The Mars Science Laboratory (MSL) is currently less than 65 days away from reaching the Red Planet, mission managers at the NASA Jet Propulsion Laboratory, in Pasadena, California, announced.
The spacecraft comprises an aeroshell, the rover Curiosity and the Sky Crane system. The latter will be in charge of lowering the explorations robot onto the actual surface of the planet, while it hovers several meters in the air.
Since its November 8, 2011 launch, the mission has remained on track and on schedule, completing its in-flight milestone without any glitch. Experts have high hopes that the vehicle will continue to perform admirably in the coming months as well.
JPL scientists say that the vehicle is scheduled to touch down at the base of Mount Sharp, inside the massive Gale Crater, on the night of August 5 (EDT), or August 6 (UTC), Space
Curiosity is the size of a Mini Cooper, and weighs a little less than a ton. It is by far the largest rover or lander ever to be deployed on our neighboring planet, and dwarfs the Mars Exploration Rovers Spirit and Opportunity by comparison.
The MSL mission also has the steepest angle of atmospheric entry of any missions NASA sent to the Red Planet. For several minutes, as the spacecraft makes its way through the upper layers of the Martian atmosphere, JPL mission controllers will be unable to contact the vehicle.
“Landing an SUV-sized vehicle next to the side of a mountain 85 million miles from home is always stimulating. Our engineering and science teams continue their preparations for that big day and the surface operations to follow,” JPL Curiosity project manager, Pete Theisinger, said in a statement.

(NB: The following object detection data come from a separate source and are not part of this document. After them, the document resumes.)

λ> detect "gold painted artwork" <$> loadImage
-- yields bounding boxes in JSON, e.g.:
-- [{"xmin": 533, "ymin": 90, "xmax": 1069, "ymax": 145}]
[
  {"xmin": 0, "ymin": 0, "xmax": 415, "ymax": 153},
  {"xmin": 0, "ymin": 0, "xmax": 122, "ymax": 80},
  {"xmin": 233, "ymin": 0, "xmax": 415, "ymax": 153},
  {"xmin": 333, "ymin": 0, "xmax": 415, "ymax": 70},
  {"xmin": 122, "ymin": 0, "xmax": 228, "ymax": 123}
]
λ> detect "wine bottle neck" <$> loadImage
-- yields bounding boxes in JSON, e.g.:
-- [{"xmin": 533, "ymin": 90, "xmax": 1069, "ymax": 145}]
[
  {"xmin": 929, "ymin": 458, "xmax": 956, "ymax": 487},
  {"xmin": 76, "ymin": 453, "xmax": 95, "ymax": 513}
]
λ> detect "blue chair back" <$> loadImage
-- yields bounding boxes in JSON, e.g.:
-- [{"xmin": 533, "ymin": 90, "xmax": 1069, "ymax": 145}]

After nearly a decade of planning and construction, the $2.5 billion spacecraft is finally getting ready to achieve its objective. Its main mission is to figure out whether the area at Gale Crater ever supported, or was able to support, even basic lifeforms.
The rover carries a suite of 10 advanced scientific instruments to help it determine whether that was the case. These include a laser capable of zapping an object up to 10 meters (32 feet) away. A spectrometer then analyzes the pulverized materials, assessing its chemical composition.
When Curiosity lands, NASA will again have two rovers operating on the Red Planet at the same time. Previously, the MER robots Spirit and Opportunity shared this distinction, but the former has since failed, and is now abandoned. The latter is continuing its scientific investigations at Endeavour Crater.